Overview Express Zod API provides two approaches for integrating native Express middlewares, depending on their purpose and scope. This guide shows you how to use both methods effectively.
Two Integration Methods 1. Global Middlewares with beforeRouting Use this for middlewares that:
Establish their own routes (like Swagger UI)
Globally modify behavior
Parse additional request formats (like cookies)
Need to run before all API routes
2. Endpoint-Specific with addExpressMiddleware() Use this for middlewares that:
Process specific endpoints
Need to provide context to handlers
Require error transformation
Should be tested with your endpoints
Global Middlewares: beforeRouting The beforeRouting option runs code before your routing is established.

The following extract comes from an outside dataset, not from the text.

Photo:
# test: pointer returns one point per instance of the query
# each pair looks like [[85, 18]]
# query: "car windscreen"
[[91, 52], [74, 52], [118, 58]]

Basic Usage import { createConfig } from "express-zod-api" ; import cookieParser from "cookie-parser" ; const config = createConfig ({ beforeRouting : ({ app , getLogger }) => { const logger = getLogger (); // Add cookie parser app . use ( cookieParser ()); logger . info ( "Cookie parser enabled" ); }, });
Serving Documentation Serve your API documentation using Swagger UI:
import { createConfig } from "express-zod-api" ; import ui from "swagger-ui-express" ; import { documentation } from "./documentation" ; const config = createConfig ({ beforeRouting : ({ app , getLogger }) => { const logger = getLogger (); logger . info ( "Serving API docs at https://example.com/docs" ); app . use ( "/docs" , ui . serve , ui . setup ( documentation )); }, });
Custom Routes Add custom routes outside your main routing structure:
const config = createConfig ({ beforeRouting : ({ app }) => { // Health check endpoint app . get ( "/health" , ( req , res ) => { res . json ({ status: "ok" , timestamp: Date . now () }); }); // Metrics endpoint app . get ( "/metrics" , async ( req , res ) => { const metrics = await collectMetrics (); res . json ( metrics ); }); }, });
Using Child Logger Access request-specific child loggers when configured:
import { createConfig } from "express-zod-api" ; import { randomUUID } from "node:crypto" ; const config = createConfig ({ childLoggerProvider : ({ parent , request }) => parent . child ({ requestId: randomUUID () }), beforeRouting : ({ app , getLogger }) => { app . use ( "/custom" , ( req , res , next ) => { const childLogger = getLogger ( req ); childLogger . info ( "Custom route accessed" ); res . send ( "OK" ); }); }, });
Endpoint-Specific: addExpressMiddleware() For middlewares that need to interact with specific endpoints, use the addExpressMiddleware() method (alias: use()).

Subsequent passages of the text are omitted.